Le quadrillage est total. Les associations de voisinage (centralisées sous contrôle gouvernemental) chargées de répartir le ravitaillement, puis de la défense civile contre les bombardements, organisent aussi la souscription (de facto obligatoire) aux lourds emprunts de guerre, organisent les démonstrations patriotiques lors des victoires (puis de leurs anniversaires…), et surveillent. La gendarmerie militaire, ou Kempeitai, dans laquelle Tôjô avait exercé son premier grand commandement, devient alors une vraie police politique omniprésente, en tout cas dans les grandes villes. Les extrémistes intégrés à l’ANST y formeront, quoiqu’à une échelle réduite, une sorte de milice inspirée par les SA nazis, le « Corps d’adultes », souvent composé d’anciens soldats, qui patrouillera dans les rues des villes à la recherche des contrevenants à l’ordre moral en place – par exemple les hommes persistant à s’habiller à l’occidentale (une sorte de costume paramilitaire khaki est considéré comme « vêtement patriotique ») et à porter des cheveux longs.

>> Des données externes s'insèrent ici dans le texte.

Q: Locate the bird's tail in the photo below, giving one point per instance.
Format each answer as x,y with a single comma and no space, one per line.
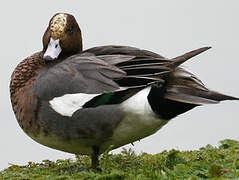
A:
183,86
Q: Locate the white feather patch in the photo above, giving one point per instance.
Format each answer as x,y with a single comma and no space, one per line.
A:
66,105
138,103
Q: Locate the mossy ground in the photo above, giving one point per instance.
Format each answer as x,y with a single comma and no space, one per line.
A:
208,162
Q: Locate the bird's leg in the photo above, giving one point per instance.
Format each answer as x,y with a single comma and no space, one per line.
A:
94,157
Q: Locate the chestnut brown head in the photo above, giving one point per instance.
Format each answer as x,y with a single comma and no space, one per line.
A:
62,37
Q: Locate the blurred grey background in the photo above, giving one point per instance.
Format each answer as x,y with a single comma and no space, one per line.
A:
166,27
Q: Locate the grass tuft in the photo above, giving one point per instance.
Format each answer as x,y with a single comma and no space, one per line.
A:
208,162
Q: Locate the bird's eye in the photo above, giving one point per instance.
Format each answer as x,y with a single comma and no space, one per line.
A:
70,30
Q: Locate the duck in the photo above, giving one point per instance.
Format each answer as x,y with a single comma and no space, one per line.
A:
85,101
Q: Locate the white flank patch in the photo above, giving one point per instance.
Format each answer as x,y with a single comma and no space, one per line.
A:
66,105
139,103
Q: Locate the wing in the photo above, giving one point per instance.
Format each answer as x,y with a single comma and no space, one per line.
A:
78,74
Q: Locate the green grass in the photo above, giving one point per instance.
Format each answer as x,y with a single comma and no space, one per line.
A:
207,162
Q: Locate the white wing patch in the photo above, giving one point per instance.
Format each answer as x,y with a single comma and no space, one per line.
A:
66,105
139,103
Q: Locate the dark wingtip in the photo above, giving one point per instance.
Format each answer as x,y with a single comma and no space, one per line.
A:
181,59
221,97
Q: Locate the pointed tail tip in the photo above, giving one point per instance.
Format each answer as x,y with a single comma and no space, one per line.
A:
181,59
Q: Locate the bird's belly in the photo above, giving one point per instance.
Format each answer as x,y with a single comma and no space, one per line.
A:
132,128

Au-delà, c’est la vie quotidienne et la culture dans leur ensemble qui sont marqués par l’effort de guerre: privations de plus en plus dramatiques, culte quotidien de l’empereur, triomphe de l' »art national », curieusement proche en fait des néo-réalismes nazi ou stalinien. Dans les écoles, l’entraînement paramilitaire, la formation technique aux industries d’armement et la propagande tendent à dominer les cursus.

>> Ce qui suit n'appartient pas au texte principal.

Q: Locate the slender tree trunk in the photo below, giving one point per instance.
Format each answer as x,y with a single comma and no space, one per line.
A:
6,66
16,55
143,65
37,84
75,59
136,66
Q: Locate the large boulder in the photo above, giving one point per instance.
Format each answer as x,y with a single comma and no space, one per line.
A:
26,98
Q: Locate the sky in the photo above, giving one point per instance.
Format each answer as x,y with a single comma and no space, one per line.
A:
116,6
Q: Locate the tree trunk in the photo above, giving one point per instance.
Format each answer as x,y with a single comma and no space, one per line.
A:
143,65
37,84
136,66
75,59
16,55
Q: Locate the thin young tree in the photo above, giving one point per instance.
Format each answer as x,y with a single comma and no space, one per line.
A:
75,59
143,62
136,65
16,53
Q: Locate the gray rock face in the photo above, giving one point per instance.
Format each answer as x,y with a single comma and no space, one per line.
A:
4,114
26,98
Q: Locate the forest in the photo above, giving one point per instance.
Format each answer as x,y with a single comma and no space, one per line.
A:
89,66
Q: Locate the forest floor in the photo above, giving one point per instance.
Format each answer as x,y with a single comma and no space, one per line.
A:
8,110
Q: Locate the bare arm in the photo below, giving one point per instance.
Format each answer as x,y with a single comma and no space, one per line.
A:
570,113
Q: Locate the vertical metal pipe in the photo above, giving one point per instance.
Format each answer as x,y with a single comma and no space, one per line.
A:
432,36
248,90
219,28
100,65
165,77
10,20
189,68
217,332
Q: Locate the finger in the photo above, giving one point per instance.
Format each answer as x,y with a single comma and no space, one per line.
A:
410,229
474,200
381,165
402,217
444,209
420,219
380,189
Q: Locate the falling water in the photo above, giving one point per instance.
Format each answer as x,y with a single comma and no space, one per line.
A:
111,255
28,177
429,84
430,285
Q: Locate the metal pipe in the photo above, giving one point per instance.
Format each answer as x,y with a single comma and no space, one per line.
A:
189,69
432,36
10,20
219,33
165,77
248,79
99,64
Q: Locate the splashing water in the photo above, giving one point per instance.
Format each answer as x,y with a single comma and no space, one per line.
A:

Les contradictions de la primauté politique

D’octobre 1941 à août 1945, le Japon compte trois Premiers ministres, tous militaires, dans les gouvernements desquels les civils se font rares, pour ne pas même parler des représentants des anciens partis. Les 33 mois du règne de Tôjô constituent assurément le moment où l’on est le plus proche d’une dictature militaire. Le tempérament autoritaire du général, sa méticulosité de travailleur acharné et sa maîtrise des réseaux policiers lui asservissent ses propres ministres. Il jouit également longtemps d’une forte popularité, que va progressivement ruiner le fossé entre ses prétentions victorieuses et ce que les Japonais finissent par percevoir de la réalité. Au-delà de quelques individus isolés, et rapidement enfermés, aucun courant politique, philosophique ou religieux, si faible soit-il, ne s’oppose à l’effort de guerre – ce serait s’opposer à l’empereur-dieu -, ou n’ose critiquer, jusqu’en 1944, la stratégie poursuivie: situation unique parmi les belligérants. L’ANST emplit la totalité de ce qui reste de paysage politique. Et l’idéologie officielle, simple à assimiler (le Japon, pays de toutes les vertus, appelé à régénérer l’Asie et le monde; l’empereur, issu d’une lignée divine, âme du peuple; l’armée, bouclier des deux précédents) s’impose aisément à presque tous.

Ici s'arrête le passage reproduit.